Brun's shoulders twitched. "I'll be careful," she said.

 

"Not good enough. You have to sleep sometime."

 

"Have you identified the nature of the threat?" Esmay asked, to forestall another round of useless argument.

 

"No. Not . . . precisely. And the worst of it is that I can see a variety of threats. The Benignity's not happy with their loss at Xavier, and we are sure they have other agents in Fleet. Some have been identified, others haven't. They consider assassination a political tool. The Bloodhorde . . . well, you can imagine how they would like to have my daughter in their control. Then there are my personal enemies among the Familias.

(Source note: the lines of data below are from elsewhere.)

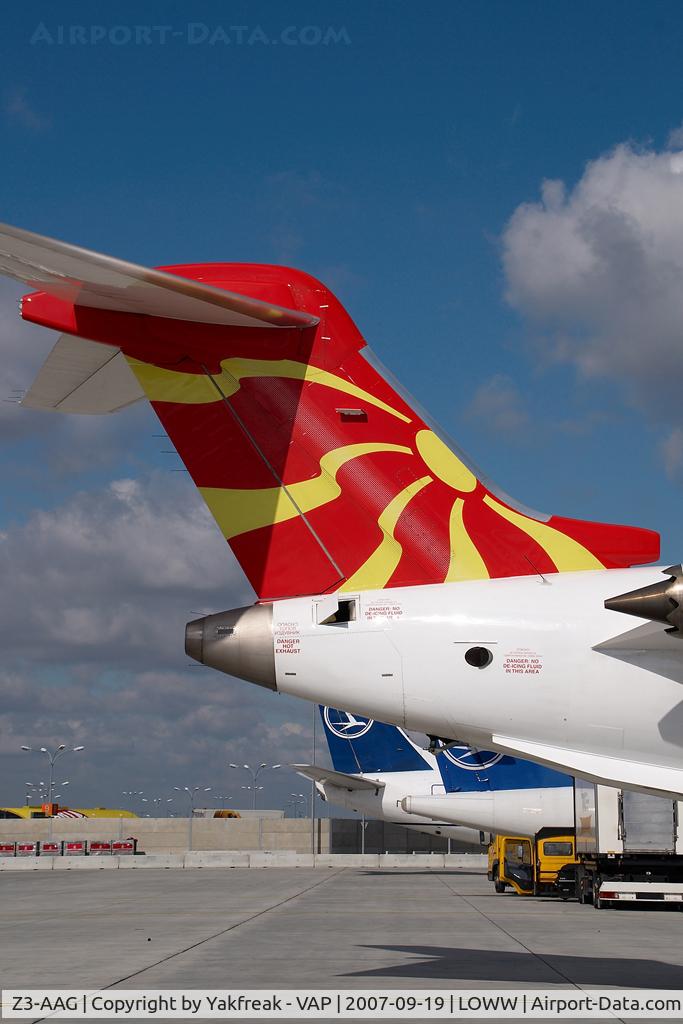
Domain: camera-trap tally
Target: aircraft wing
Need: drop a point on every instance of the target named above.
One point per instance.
(318, 470)
(98, 282)
(344, 781)
(81, 377)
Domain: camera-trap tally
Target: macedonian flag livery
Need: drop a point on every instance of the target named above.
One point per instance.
(317, 468)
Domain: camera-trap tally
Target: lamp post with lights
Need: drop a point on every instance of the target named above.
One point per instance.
(191, 792)
(52, 757)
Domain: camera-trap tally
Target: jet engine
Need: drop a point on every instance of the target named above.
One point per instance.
(239, 642)
(662, 602)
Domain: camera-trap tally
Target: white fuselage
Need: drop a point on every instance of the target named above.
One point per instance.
(553, 691)
(385, 804)
(507, 812)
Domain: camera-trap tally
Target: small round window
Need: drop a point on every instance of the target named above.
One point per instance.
(478, 657)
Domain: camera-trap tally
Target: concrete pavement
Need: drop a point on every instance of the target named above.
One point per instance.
(336, 928)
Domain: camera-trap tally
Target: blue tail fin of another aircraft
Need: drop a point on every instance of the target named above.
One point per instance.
(359, 744)
(465, 769)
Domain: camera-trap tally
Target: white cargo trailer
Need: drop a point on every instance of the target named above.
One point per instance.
(629, 847)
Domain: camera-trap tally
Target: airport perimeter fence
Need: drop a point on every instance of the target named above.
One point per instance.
(71, 848)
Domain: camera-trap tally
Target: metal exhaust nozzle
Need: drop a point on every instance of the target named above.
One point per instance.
(660, 602)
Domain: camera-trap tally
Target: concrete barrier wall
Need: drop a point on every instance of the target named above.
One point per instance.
(172, 835)
(254, 859)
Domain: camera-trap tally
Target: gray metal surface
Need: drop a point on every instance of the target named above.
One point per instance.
(239, 642)
(331, 928)
(647, 823)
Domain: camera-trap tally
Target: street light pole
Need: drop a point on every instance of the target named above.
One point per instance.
(52, 757)
(191, 794)
(254, 772)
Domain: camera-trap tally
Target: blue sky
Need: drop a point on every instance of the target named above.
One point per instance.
(388, 161)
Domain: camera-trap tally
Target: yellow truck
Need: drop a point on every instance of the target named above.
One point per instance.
(544, 863)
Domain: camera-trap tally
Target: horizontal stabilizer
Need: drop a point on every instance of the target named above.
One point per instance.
(657, 779)
(649, 636)
(344, 781)
(98, 282)
(80, 377)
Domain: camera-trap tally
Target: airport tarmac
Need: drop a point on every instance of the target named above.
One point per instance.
(324, 928)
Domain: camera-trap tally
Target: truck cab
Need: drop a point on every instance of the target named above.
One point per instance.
(531, 865)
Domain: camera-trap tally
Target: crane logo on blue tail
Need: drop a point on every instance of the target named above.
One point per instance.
(345, 725)
(471, 759)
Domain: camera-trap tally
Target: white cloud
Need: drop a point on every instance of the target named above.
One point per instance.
(18, 109)
(499, 406)
(598, 271)
(98, 592)
(671, 451)
(114, 573)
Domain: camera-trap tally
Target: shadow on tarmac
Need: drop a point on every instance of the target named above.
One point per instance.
(451, 964)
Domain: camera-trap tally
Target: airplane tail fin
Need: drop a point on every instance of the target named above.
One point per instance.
(322, 473)
(466, 769)
(358, 744)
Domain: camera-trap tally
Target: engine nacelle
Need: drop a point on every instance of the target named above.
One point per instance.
(238, 642)
(662, 602)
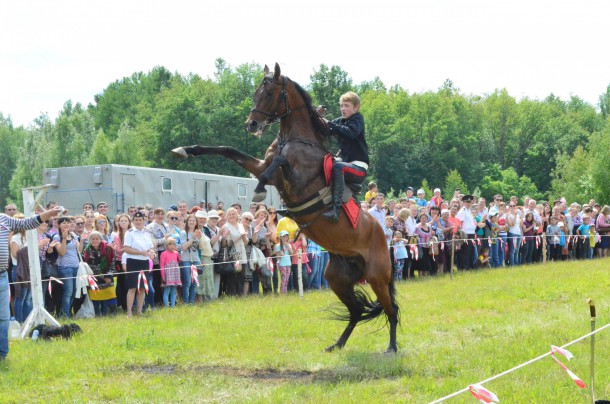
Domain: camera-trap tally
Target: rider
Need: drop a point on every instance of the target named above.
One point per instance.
(354, 157)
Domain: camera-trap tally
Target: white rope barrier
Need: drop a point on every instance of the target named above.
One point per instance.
(116, 273)
(440, 400)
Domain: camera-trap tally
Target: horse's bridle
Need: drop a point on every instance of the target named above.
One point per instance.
(275, 117)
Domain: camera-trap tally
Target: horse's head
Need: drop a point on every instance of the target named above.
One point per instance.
(270, 102)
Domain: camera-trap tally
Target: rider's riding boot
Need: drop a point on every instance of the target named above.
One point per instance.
(338, 186)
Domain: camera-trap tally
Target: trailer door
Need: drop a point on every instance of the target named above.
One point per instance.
(129, 190)
(199, 191)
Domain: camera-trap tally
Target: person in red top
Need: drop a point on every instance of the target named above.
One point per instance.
(169, 262)
(354, 154)
(300, 244)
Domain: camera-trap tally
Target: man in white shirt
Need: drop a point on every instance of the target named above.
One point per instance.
(469, 226)
(531, 207)
(378, 211)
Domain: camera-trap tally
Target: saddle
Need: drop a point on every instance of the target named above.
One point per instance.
(350, 206)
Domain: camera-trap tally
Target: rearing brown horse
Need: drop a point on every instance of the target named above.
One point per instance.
(293, 163)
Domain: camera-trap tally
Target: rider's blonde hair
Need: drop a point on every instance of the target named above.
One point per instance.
(351, 97)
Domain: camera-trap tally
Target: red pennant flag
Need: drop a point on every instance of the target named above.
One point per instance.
(194, 274)
(51, 279)
(482, 394)
(568, 355)
(142, 277)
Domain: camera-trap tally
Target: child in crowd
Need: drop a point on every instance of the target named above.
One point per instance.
(552, 233)
(483, 260)
(283, 250)
(400, 253)
(562, 242)
(494, 241)
(370, 195)
(169, 263)
(592, 241)
(389, 223)
(583, 238)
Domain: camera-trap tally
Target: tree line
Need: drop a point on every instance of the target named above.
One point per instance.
(483, 144)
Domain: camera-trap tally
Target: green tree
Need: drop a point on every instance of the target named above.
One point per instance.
(11, 140)
(327, 86)
(130, 99)
(454, 181)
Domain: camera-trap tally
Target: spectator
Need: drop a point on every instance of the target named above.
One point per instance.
(369, 197)
(102, 225)
(8, 224)
(514, 221)
(205, 290)
(189, 258)
(183, 212)
(100, 257)
(527, 228)
(468, 225)
(68, 247)
(421, 198)
(213, 232)
(170, 272)
(234, 231)
(123, 225)
(602, 225)
(139, 249)
(10, 210)
(102, 209)
(252, 237)
(378, 211)
(436, 199)
(283, 250)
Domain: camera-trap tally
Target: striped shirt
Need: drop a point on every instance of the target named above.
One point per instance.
(8, 224)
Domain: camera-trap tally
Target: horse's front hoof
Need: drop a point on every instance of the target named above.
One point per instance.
(332, 348)
(180, 152)
(259, 196)
(391, 351)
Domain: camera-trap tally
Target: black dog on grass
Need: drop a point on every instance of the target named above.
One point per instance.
(48, 332)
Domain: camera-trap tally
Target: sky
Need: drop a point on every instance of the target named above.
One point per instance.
(55, 51)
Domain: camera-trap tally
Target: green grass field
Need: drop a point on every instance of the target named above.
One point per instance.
(454, 332)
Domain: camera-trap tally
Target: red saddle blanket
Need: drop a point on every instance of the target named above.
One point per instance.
(351, 208)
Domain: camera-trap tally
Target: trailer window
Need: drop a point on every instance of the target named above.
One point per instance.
(242, 191)
(166, 185)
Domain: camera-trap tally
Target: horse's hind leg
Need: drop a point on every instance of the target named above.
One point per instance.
(382, 284)
(341, 278)
(260, 193)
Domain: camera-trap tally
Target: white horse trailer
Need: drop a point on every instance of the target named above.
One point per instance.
(123, 186)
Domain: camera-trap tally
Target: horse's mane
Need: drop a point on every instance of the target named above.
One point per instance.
(318, 123)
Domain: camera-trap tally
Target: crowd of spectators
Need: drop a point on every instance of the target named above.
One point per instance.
(153, 257)
(426, 236)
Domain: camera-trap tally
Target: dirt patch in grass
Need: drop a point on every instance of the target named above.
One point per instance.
(271, 375)
(256, 374)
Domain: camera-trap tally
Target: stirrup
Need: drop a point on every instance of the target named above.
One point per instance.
(332, 215)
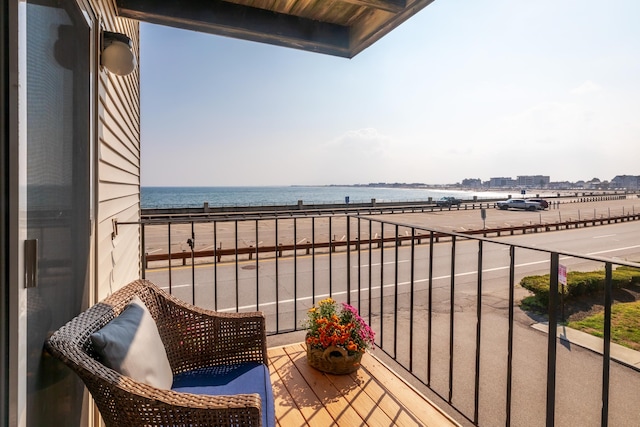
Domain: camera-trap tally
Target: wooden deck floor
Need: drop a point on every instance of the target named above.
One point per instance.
(372, 396)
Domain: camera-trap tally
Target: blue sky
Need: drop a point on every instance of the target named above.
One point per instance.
(463, 89)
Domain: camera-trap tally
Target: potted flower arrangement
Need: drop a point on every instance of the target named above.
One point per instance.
(337, 337)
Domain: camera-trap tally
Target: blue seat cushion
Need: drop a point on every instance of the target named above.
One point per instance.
(245, 378)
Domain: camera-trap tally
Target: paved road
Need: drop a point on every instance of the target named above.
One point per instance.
(579, 382)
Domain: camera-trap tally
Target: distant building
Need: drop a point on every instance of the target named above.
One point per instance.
(472, 182)
(536, 181)
(630, 182)
(561, 185)
(501, 182)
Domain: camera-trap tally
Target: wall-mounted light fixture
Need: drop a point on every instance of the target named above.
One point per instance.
(117, 53)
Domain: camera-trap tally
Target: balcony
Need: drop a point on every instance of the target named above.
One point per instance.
(444, 307)
(373, 396)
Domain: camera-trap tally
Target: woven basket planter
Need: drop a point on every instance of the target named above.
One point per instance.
(333, 360)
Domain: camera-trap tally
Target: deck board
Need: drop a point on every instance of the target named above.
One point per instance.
(372, 396)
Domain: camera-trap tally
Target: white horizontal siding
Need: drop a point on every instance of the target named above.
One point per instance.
(118, 166)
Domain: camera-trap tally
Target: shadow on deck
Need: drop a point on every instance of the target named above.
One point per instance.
(372, 396)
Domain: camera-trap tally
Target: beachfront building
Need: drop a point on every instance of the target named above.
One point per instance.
(533, 181)
(70, 150)
(629, 182)
(501, 182)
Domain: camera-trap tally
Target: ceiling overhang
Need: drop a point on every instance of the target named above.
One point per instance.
(335, 27)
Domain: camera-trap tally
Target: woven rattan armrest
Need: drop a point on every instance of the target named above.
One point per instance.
(192, 337)
(195, 337)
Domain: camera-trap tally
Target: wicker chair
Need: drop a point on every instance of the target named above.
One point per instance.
(194, 338)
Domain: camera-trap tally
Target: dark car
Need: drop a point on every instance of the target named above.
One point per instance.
(448, 201)
(542, 202)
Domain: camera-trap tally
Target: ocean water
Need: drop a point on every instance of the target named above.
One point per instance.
(176, 197)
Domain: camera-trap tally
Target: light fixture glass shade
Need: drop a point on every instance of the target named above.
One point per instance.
(118, 56)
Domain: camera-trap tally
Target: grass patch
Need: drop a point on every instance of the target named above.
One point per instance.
(625, 324)
(578, 284)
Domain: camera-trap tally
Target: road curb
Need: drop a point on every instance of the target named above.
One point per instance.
(620, 354)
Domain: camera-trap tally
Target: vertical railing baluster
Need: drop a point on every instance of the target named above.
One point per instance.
(395, 292)
(512, 286)
(170, 272)
(215, 265)
(295, 273)
(348, 259)
(430, 309)
(313, 259)
(144, 253)
(411, 294)
(476, 394)
(452, 309)
(330, 259)
(237, 268)
(257, 268)
(193, 264)
(382, 284)
(370, 278)
(606, 357)
(277, 281)
(359, 265)
(551, 338)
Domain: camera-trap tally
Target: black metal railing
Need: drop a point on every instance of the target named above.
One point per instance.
(444, 310)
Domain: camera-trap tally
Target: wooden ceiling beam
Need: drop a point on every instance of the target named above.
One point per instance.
(233, 20)
(393, 6)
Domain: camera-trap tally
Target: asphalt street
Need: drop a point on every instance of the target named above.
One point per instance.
(400, 311)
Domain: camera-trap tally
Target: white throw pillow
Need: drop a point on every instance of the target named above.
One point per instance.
(131, 345)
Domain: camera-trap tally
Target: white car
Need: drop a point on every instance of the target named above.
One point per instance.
(519, 204)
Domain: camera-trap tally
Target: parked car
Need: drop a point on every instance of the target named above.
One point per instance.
(519, 204)
(448, 201)
(542, 202)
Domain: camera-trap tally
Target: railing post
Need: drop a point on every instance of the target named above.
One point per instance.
(551, 339)
(606, 359)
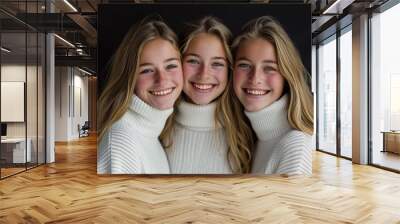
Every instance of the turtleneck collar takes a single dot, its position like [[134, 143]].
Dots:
[[149, 120], [271, 121], [196, 116]]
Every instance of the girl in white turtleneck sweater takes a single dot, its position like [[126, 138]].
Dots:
[[202, 136], [270, 82], [144, 83]]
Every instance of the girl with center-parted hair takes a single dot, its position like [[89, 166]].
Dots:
[[203, 135], [270, 81], [144, 83]]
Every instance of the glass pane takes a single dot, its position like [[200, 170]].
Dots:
[[41, 97], [327, 96], [385, 85], [13, 87], [346, 94], [31, 98]]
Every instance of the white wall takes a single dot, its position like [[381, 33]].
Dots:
[[70, 83]]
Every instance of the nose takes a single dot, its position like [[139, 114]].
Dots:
[[255, 76], [202, 70], [161, 76]]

A few years ago, I would not have believed any of the Families would make war on personal relations, but now—things have changed."

 

"And you—or your advisors—think your daughter should leave this facility?"

 

"It would be easier to protect her at home, or even on Castle Rock."

 

"I would go crazy," Brun muttered. "I'm not a child, and I can't just sit around doing nothing."

 

"Do you want to join Fleet?" Esmay asked. She couldn't really imagine this obvious rebel wanting to join anything with discipline, but if she hadn't understood . . .

 

"I did at one time," Brun said, eyeing her father. "Now—I'm not sure."

 

"She doesn't want to get stuck doing boring things," Thornbuckle said. Brun flushed.

 

"It's not that—!"

 

"Isn't it? When Captain Serrano pointed out how much of her time was spent on boring routine, you said you didn't much like that prospect."